At dinner Thursday night I happened to be wearing a pair of my dad’s pants. When he died in ’95, mother resisted having a garage sale. She kept most of Warren’s things exactly where he’d left them, but allowed me to have the pick of his wardrobe. I chose, among other well-crafted items, the pants I wore at Thanksgiving dinner. Pants he had worn for thirty-five years. Pants that may be part of my own estate sale when that time comes. Pants from the legendary Agincourt tailor Sandor Zsolnay. What right did we have to the considerable talents of such a craftsman as Zsolnay?
Hungarians reverse the order of their names, putting the surname first. So it was Zsolnay Sandor who arrived here in 1920, a forty-year-old custom tailor from the recently collapsed Hapsburg Empire. He almost immediately became Sollie Sander, a nickname that stuck through a forty-year presence in our community. Zsolnay was widowed and had a twelve-year-old daughter Erszébet in tow. They spoke practically no English. Erszébet became a friend of my mother.
The folks at deBijenkorf needed a tailor in their men’s department and had advertised in Chicago and elsewhere, hoping to lure the best, as they did in all things. Sandor Zsolnay came with credentials beyond their hopes. He’d been born in Pecs, Hungary about 1880, at the height of Hapsburg power. At seventeen, Sandor became a tailor’s apprentice in Budapest (technically on the newer Pest side of the Danube) and subsequently moved upstream to the Imperial capital Vienna and the auspicious haberdashery of Knize & Co. Who can say that he didn’t accompany his tutors to the Palace in 1913 and record the metric length of His Imperial Majesty’s inseam, noting whether the Jewels of Empire hung left or right. [In the 19th century, a man’s most intimate experiences might have been with his tailor, who knew full well which leg to enlarge and to what extent, something even a wife might not appreciate.] But that twilight could not last. A World War and cousins in Chicago brought him to America and deBijenkorf brought him to Iowa. Europe’s loss was Agincourt’s gain.

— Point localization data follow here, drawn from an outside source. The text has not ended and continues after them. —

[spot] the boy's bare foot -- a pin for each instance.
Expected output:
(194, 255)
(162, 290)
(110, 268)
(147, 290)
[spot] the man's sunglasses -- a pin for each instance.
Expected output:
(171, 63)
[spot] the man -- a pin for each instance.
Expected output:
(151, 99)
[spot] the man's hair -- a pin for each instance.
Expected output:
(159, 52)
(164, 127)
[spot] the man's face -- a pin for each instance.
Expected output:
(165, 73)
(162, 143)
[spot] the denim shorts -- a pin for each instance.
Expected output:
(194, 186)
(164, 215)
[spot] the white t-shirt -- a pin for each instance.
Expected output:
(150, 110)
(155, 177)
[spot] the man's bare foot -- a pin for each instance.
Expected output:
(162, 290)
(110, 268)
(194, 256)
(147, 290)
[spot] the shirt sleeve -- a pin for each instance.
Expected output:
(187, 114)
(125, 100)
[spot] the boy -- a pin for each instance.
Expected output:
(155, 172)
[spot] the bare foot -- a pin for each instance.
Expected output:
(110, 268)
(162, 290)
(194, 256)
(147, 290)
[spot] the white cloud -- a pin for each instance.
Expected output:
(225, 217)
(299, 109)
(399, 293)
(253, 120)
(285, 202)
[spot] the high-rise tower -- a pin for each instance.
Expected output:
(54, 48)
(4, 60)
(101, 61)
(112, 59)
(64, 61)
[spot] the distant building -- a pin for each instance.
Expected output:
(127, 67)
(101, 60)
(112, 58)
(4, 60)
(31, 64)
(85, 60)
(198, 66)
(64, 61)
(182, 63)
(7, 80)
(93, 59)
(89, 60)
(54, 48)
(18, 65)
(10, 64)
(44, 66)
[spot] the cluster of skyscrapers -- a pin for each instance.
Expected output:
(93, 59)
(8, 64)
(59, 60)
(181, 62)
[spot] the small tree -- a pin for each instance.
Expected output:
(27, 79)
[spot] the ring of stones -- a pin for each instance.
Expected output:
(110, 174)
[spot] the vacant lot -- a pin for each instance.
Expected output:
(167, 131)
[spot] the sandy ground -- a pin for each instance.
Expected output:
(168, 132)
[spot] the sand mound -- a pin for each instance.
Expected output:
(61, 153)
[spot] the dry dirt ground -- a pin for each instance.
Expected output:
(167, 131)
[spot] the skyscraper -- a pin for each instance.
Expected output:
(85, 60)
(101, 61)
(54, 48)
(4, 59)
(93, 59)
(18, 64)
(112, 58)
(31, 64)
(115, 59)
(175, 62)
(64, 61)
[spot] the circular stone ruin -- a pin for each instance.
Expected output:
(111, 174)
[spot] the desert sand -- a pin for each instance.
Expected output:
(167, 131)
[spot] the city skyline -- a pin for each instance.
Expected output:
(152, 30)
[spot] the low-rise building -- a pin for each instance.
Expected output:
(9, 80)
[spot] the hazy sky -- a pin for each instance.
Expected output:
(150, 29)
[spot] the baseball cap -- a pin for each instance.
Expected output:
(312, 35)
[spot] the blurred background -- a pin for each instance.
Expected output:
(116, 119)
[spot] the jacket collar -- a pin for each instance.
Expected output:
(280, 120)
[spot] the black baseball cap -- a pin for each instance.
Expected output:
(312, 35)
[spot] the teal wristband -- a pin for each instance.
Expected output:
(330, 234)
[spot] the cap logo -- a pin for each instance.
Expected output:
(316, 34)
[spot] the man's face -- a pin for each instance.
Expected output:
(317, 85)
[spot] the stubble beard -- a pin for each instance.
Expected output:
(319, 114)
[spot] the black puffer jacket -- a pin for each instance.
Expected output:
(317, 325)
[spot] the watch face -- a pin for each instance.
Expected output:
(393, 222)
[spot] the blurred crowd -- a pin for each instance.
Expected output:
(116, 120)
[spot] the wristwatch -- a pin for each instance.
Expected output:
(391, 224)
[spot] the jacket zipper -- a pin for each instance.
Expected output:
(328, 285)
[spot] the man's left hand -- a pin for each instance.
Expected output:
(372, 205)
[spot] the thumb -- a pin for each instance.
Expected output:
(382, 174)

DeBijenkorf’s management team knew they had snagged a treasure. At forty, his hair already tinged with grey at the temples, Zsolnay brought the cosmopolitan to the American hinterlands. His talents would have been wasted on cuffs and collars. They encouraged him to double the men’s department, using his Old World connections to bring us quality that surpassed what even Des Moines and Omaha could offer. But those halcyon days of haberdashery were also not to last. The portent of “Better living through chemistry” in the1950s must have saddened him, as wool, leather, cotton and silk gave way to nylon, rayon and vinyl. We no longer clothed our bodies so much as upholstered them. When Sandor Zsolnay retired in 1960, another era had ended. But his pants live on and that may be the finest revenge of all.
Zsolnay died in 1968, the same year that my great-uncle Anson Tennant left us wanting more of them both. And Warren Tabor, my dad, was one of six pallbearers—each of them clad in a Zsolnay suit—who carried our tailor legend to his grave at St Ahab’s Cemetery.
There’s love in those pants and in my sister’s maple syrup, too.
There is much to mourn these days–and the corruption of quality is not the least of it–but there is also much to be grateful for. Like a good pair of pants.
I hope your Thanksgiving is filled with friends and the stuff that makes memories.